Il motivo è infondato.
La sanzione di nullità della c.d. sentenza a sorpresa, o della terza via, è stata introdotta nell’art. 101 cod. proc. civile, mediante l’aggiunta di un secondo comma, dall’art.45, comma 13, della legge 18 giugno 2009 n. 69. Tale disposizione, però, ai sensi dell’art. 58, primo comma, della medesima legge, si applica ai giudizi instaurati dopo la data della sua entrata in vigore: e quindi, in epoca successiva alla promozione del presente giudizio.
È vero che l’art. 183, nel testo ratione temporis vigente, contemplava già la doverosità dell’indicazione, da parte del giudice istruttore, delle questioni rilevabili d’ufficio di cui si ritenesse opportuna la trattazione: ma si trattava, all’epoca, solo di lex imperfecta, priva di sanzione, pur se rispondente al principio generale di collaborazione, immanente al processo civile.
Con il secondo motivo si censura la violazione dell’art. 161 cod. proc. civ. e dei principi sulla legittimazione ad agire in relazione alla disciplina dell’interruzione, giacché la corte territoriale ha ritenuto la carenza di legittimazione dell’avv. P. , morto nel corso del giudizio di primo grado.
Il motivo è fondato.
Premesso, in punto di diritto, che il decesso della parte sostanziale nel corso del giudizio, se non dichiarato a fini interruttivi ai sensi dell’art. 300 cod. proc. civile, non fa venir meno l’efficacia della sentenza nei confronti degli eredi, appare evidente la contraddizione in cui è incorso il giudice d’appello nel dichiarare, da un lato, irrilevante l’omessa interruzione del giudizio a seguito del decesso dell’avv. P. – nel contempo, parte sostanziale e difensore di se stesso – e nel rilevare d’ufficio, per contro, la carenza di legitimatio ad causam dell’altro avvocato costituito, P.L. , nel proseguire il giudizio: stante l’assenza di alcuna eccezione al riguardo da parte degli eredi, appellanti, che hanno anzi dimostrato di volersi avvalere della sentenza di primo grado, loro favorevole.

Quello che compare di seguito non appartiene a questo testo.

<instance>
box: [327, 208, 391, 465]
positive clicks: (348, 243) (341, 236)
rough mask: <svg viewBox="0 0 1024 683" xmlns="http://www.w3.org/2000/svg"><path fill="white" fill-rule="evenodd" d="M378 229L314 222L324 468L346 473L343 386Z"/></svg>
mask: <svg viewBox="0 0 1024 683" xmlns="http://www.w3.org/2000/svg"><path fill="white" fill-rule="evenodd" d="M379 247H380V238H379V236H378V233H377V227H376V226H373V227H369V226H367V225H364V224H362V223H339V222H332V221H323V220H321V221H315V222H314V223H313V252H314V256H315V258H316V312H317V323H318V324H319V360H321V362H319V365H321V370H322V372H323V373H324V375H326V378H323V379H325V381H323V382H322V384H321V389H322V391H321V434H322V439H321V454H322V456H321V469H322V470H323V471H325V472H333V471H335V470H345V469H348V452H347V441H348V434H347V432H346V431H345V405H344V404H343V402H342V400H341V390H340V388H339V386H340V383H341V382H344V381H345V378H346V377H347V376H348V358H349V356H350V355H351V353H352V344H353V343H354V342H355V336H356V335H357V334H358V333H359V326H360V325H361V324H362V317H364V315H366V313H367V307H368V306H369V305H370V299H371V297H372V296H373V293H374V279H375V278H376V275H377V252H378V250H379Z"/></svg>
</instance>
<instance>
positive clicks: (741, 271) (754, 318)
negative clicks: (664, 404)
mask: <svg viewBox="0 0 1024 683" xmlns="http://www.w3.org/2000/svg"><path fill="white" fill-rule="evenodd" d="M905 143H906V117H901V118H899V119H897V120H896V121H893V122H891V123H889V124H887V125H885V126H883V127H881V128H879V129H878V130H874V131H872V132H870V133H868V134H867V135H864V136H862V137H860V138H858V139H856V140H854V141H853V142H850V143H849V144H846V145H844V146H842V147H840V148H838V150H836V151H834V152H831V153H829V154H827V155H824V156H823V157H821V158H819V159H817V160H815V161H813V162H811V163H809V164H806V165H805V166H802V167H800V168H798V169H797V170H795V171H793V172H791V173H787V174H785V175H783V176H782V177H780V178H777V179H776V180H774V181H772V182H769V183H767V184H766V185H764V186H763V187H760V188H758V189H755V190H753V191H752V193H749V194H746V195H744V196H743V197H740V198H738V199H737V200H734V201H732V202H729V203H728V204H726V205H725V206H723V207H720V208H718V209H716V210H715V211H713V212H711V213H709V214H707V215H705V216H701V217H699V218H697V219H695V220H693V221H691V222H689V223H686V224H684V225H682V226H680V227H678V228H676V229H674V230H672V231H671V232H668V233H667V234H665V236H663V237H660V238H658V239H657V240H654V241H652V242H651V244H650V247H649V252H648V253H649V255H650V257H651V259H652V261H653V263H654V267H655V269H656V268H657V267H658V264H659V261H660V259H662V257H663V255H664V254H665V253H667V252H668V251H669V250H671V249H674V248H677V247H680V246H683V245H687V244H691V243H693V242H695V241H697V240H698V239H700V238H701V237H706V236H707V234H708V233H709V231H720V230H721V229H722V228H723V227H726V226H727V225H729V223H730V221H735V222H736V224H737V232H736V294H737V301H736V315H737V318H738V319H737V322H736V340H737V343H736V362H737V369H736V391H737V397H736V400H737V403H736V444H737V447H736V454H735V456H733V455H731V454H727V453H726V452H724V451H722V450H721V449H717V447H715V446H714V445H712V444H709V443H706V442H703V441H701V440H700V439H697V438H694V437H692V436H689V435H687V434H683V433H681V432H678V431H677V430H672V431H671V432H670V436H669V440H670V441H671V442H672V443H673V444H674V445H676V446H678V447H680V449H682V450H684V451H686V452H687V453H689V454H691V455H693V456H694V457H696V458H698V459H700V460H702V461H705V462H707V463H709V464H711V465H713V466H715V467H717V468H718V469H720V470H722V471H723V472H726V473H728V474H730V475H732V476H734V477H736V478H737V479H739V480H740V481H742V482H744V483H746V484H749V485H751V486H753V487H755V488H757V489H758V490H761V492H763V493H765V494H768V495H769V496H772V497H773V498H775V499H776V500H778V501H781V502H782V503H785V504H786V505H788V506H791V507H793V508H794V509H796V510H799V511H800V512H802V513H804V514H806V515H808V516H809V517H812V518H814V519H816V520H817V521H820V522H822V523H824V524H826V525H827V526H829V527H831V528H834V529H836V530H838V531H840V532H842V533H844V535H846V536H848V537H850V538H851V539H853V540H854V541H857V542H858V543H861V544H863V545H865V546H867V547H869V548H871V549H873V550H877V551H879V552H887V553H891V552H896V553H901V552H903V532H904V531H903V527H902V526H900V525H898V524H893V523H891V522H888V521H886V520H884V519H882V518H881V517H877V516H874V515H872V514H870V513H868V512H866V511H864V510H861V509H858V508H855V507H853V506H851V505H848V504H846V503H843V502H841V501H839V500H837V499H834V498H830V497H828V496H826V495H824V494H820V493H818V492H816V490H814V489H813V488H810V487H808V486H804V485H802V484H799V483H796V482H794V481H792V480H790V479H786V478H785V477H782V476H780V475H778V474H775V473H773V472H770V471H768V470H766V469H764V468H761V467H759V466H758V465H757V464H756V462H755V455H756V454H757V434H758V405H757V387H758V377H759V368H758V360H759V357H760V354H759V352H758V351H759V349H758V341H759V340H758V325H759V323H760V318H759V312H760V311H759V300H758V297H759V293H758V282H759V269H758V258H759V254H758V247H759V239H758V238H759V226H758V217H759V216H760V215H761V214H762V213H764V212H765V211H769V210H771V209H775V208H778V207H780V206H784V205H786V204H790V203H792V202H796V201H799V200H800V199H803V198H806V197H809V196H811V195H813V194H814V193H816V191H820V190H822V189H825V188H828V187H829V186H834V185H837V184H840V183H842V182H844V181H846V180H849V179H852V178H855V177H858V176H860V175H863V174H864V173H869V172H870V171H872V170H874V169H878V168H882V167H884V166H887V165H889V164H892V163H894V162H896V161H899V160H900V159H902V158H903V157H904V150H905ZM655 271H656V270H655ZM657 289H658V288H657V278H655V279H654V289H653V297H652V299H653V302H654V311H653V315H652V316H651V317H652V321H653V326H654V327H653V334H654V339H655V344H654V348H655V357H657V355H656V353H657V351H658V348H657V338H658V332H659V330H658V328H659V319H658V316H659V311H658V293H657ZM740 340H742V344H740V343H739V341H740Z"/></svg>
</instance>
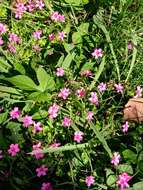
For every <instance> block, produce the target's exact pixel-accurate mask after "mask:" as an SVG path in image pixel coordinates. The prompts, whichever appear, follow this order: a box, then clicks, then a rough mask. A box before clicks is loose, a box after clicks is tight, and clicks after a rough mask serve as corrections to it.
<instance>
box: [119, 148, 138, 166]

Non senza aggiungere che l’avv. P.L. , figlio ed erede della parte defunta, era comunque legittimato a proseguire il giudizio: restando sanata l’omessa integrazione del contraddittorio verso gli altri eredi per effetto della loro rinunzia implicita alla relativa eccezione in sede di gravame.
L’accoglimento del presente motivo assorbe la disamina di quello successivo, con cui si deduce, in via subordinata, la violazione dell’art.1298, secondo comma, cod. civ. nel mancato rilievo della solidarietà attiva fra i due professionisti, che renderebbe superfluo l’accertamento del riparto del credito del compenso nei rapporti interni.
Il ricorso è dunque infondato e dev’essere respinto, con la conseguente condanna alla rifusione delle spese di giudizio, liquidate come in dispositivo, sulla base del valore della causa e del numero e complessità delle questioni trattate.

P.Q.M.

Accoglie il ricorso, cassa la sentenza impugnata, con rinvio alla Corte d’appello di Firenze, in diversa composizione, anche per le spese della fase di legittimità.